Axial Attention Simplified

Below is illustrative pseudo-code comparing traditional (vanilla) 2D self-attention vs. axial attention for a batch of 2D feature maps (e.g., an image). We’ll assume:

  • Input $\mathbf{X}$ has shape $(B, H, W, d)$
    • $B$: Batch size
    • $H$: Height
    • $W$: Width
    • $d$: Feature (embedding) dimension per spatial location

We will show:

  1. Vanilla 2D self-attention – Flatten the 2D grid $(H \times W)$ into one dimension of length $N = H \times W$, and then compute full self-attention.
  2. Axial attention – Factor the attention into a “row” step (attending across width $W$) and then a “column” step (attending across height $H$).

1. Vanilla 2D Self-Attention

Key Idea

  1. Reshape the $(H, W)$ grid into one sequence of length $N = H \times W$.
  2. Compute standard (multi-head) self-attention over those $N$ tokens.
  3. Reshape back to $(H, W)$.

Pseudo-Code

##################################################
# VANILLA 2D SELF-ATTENTION
##################################################

# X.shape = (B, H, W, d)
# Flatten 2D grid into a single dimension
N = H * W
X_flat = reshape(X, (B, N, d))  # Now each item is a "token"

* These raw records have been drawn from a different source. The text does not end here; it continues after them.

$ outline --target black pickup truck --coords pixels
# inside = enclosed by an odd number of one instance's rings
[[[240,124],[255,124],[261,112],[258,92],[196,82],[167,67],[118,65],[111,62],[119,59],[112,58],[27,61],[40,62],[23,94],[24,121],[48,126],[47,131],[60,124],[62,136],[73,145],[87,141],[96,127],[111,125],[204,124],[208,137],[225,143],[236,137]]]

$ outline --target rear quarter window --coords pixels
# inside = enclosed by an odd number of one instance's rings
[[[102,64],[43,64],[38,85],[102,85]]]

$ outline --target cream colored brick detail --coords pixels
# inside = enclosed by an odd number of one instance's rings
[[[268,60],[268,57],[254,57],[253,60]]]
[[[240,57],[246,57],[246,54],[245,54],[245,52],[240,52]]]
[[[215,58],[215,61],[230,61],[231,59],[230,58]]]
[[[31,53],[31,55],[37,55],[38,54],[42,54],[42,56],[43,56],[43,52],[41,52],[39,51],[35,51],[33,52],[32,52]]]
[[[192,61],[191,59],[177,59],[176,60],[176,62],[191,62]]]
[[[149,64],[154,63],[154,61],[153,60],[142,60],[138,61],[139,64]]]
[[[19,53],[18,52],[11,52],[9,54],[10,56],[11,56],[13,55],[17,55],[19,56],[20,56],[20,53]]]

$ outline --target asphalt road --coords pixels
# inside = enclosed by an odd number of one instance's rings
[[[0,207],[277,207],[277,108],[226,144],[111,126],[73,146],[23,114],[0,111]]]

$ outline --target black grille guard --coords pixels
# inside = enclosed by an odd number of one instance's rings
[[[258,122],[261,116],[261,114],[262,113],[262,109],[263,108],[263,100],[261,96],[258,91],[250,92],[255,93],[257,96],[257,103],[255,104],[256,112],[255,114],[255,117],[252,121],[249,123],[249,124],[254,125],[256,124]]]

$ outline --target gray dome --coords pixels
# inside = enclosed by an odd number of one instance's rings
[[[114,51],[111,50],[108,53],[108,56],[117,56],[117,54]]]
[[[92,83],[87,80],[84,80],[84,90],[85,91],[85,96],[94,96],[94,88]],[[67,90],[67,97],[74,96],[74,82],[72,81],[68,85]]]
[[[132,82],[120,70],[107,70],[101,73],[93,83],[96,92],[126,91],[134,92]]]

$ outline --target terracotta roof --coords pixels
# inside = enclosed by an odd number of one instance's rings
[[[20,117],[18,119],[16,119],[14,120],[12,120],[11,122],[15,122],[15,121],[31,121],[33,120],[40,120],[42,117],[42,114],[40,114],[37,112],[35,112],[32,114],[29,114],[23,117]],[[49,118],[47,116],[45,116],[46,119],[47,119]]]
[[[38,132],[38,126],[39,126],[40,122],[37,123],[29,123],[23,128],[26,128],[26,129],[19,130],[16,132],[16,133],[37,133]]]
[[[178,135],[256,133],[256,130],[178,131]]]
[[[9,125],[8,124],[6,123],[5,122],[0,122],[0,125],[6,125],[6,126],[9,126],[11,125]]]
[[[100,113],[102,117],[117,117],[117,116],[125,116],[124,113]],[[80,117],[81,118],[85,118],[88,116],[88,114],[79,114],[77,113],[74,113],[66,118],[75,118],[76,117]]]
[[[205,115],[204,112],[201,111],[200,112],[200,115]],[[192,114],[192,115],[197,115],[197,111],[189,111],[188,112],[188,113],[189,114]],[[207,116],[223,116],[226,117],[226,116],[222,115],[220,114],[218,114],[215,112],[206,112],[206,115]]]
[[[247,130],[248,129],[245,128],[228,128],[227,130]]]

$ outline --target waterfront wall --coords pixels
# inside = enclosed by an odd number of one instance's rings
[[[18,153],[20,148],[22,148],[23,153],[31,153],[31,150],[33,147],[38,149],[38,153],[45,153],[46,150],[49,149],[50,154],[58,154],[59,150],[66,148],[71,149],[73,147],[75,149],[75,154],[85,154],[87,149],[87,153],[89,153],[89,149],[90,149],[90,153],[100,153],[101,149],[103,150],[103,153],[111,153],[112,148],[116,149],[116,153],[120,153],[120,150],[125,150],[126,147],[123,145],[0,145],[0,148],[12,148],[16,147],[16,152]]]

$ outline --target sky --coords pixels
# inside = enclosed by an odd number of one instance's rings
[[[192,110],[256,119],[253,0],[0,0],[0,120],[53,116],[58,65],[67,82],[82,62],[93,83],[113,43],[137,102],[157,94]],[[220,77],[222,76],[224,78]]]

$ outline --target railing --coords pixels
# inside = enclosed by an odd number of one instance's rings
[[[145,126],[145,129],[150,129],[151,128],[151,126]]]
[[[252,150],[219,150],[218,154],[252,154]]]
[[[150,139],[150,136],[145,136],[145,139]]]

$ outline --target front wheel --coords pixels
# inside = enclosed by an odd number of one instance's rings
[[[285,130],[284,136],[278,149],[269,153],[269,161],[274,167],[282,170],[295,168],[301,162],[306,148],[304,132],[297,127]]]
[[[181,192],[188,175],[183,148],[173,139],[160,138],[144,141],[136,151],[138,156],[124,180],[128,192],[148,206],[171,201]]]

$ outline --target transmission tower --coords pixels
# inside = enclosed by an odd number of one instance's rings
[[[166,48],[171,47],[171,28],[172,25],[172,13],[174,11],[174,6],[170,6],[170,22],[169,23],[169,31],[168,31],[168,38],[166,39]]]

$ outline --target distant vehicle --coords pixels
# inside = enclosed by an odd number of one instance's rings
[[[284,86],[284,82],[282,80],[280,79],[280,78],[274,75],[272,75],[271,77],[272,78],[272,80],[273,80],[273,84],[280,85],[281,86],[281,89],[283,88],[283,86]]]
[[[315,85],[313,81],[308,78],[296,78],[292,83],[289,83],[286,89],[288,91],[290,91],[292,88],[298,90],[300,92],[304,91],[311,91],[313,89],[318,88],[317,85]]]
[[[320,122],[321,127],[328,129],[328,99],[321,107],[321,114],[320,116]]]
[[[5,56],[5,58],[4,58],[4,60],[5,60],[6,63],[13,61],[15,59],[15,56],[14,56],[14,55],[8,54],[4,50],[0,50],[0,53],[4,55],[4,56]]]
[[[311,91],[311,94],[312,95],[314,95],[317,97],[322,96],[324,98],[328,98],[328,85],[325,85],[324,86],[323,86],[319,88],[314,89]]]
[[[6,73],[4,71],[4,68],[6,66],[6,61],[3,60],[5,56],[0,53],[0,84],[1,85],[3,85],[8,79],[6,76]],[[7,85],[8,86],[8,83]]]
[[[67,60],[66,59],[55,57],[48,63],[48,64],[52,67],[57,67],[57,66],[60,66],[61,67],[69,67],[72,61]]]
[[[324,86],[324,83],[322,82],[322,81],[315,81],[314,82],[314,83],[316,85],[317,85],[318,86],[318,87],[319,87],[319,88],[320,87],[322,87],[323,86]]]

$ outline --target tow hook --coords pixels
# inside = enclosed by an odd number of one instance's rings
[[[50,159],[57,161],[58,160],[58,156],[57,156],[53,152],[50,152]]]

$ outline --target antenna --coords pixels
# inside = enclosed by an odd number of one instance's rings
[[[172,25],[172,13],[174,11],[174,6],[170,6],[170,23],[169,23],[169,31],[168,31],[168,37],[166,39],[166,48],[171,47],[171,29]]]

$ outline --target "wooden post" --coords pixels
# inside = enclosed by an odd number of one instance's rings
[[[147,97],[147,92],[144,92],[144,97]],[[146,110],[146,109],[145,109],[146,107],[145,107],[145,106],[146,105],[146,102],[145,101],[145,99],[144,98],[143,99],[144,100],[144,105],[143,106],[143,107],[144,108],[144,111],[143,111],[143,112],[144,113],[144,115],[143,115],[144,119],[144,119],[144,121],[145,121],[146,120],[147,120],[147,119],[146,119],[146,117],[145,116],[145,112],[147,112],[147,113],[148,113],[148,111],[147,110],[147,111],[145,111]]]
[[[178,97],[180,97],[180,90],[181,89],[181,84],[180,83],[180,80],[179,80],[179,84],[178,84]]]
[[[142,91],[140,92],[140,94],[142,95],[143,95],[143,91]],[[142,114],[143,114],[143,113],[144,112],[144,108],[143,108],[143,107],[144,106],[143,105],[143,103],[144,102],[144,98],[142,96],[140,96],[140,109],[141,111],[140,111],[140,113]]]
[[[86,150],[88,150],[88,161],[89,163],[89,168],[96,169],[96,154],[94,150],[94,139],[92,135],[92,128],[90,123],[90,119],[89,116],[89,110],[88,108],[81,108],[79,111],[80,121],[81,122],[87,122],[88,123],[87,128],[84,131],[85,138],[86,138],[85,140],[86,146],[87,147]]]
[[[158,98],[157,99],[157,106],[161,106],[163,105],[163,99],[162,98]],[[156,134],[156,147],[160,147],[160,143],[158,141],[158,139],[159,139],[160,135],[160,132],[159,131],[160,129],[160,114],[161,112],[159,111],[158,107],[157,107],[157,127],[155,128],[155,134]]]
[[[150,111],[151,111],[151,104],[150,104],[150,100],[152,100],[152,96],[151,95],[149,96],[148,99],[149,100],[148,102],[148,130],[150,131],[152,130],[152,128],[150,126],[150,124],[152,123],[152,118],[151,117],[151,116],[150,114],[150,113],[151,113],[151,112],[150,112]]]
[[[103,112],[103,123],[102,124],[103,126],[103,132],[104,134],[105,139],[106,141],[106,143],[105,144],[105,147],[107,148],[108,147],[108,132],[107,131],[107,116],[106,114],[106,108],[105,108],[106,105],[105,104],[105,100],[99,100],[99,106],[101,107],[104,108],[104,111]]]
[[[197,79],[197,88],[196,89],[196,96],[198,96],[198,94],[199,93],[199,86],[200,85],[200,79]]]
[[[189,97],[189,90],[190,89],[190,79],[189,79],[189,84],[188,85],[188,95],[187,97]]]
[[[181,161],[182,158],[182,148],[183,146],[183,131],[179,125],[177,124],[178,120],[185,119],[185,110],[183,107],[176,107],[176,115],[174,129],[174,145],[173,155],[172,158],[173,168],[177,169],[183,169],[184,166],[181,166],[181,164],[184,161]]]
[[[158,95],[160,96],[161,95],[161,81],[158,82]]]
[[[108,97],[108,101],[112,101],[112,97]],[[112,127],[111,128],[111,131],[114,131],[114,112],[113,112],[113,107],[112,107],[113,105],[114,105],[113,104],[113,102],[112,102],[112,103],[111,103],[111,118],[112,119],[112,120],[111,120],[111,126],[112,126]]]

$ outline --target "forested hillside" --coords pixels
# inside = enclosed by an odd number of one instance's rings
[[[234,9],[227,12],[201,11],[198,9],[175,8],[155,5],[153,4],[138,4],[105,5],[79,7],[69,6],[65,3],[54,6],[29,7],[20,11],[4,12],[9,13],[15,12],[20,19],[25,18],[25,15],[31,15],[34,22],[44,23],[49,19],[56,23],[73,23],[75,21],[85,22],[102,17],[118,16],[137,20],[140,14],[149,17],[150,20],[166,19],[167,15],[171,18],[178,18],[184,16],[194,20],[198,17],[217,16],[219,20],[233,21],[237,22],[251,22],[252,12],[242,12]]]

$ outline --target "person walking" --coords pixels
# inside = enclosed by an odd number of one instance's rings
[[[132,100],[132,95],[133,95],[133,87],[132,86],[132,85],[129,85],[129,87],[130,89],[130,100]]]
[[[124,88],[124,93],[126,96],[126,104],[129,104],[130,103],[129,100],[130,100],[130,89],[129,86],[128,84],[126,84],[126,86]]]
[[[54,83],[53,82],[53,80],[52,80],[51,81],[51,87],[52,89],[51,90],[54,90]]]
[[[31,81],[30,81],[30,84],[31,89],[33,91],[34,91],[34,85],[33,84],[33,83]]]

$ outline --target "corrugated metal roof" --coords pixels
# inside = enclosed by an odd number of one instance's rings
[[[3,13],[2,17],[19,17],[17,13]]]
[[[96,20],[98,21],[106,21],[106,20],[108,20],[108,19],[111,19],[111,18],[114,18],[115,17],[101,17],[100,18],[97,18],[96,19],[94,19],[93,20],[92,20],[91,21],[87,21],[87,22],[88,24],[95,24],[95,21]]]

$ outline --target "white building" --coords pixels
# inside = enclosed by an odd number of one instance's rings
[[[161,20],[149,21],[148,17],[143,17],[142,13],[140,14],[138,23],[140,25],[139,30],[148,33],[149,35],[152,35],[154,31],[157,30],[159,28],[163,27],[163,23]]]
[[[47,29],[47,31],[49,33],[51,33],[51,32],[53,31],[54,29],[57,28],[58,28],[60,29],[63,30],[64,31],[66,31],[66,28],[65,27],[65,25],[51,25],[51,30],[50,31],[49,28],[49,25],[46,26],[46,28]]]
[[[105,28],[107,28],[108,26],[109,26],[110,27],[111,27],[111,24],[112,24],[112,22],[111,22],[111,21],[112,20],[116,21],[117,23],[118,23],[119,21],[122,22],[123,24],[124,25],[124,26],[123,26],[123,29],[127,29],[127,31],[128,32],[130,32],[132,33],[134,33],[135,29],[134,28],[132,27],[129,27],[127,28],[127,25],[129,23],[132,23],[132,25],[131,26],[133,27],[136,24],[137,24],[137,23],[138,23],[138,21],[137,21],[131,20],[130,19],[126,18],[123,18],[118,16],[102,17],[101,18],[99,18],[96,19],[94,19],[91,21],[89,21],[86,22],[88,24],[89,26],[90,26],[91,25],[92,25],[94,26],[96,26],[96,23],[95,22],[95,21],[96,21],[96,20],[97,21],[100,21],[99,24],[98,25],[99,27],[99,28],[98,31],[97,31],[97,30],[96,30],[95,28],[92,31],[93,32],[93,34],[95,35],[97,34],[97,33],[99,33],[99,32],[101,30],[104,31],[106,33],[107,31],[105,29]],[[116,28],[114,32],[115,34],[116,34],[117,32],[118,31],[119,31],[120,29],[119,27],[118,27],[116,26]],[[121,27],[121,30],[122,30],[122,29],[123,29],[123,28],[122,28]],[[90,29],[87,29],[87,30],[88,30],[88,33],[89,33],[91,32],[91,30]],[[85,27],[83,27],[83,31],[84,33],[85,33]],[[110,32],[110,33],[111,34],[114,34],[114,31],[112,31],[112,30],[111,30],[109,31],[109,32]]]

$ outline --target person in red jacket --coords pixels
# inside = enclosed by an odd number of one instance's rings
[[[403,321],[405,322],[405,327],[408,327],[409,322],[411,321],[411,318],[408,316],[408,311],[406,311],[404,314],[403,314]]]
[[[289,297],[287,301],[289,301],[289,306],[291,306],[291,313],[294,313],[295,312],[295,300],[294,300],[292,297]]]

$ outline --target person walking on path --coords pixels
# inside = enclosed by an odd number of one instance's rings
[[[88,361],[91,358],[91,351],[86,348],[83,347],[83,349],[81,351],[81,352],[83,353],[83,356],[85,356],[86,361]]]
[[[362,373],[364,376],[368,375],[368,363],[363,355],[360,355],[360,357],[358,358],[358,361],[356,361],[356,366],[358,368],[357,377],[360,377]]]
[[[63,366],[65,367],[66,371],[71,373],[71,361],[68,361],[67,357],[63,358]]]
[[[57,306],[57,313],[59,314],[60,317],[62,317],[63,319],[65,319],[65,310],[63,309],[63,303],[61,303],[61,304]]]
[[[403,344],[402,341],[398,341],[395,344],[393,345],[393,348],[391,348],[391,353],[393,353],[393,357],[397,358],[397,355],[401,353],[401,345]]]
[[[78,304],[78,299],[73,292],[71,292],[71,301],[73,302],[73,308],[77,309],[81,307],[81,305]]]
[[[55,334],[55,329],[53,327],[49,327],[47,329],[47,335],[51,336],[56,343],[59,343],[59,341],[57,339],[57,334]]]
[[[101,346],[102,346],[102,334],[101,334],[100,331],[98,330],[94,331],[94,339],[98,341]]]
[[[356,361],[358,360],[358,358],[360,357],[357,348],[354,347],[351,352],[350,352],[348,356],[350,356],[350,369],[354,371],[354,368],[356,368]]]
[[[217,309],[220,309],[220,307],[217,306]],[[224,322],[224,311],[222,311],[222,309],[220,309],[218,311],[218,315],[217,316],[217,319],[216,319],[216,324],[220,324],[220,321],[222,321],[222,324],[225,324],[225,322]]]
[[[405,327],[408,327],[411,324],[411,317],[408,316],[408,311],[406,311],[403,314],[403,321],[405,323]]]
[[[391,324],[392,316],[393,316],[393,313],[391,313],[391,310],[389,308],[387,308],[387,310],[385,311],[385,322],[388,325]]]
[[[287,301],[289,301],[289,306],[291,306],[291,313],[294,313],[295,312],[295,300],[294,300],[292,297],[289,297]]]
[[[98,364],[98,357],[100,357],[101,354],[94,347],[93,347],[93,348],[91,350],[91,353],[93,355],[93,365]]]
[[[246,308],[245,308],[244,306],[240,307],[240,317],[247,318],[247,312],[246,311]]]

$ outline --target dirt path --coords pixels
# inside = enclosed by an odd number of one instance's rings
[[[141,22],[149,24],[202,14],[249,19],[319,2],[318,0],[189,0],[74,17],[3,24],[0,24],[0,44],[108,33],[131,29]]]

# Create learnable projection matrices Wq, Wk, Wv (d x d) for queries, keys, values
# (For multi-head attention, you'd split d into multiple heads, but here is a single-head illustration)

Q = X_flat @ Wq   # (B, N, d)
K = X_flat @ Wk   # (B, N, d)
V = X_flat @ Wv   # (B, N, d)

# Compute attention scores: QK^T / sqrt(d)
scores = Q @ transpose(K, (0, 2, 1))  # (B, N, N)
scores = scores / sqrt(d)

# Softmax over the last dimension
weights = softmax(scores, dim=-1)  # (B, N, N)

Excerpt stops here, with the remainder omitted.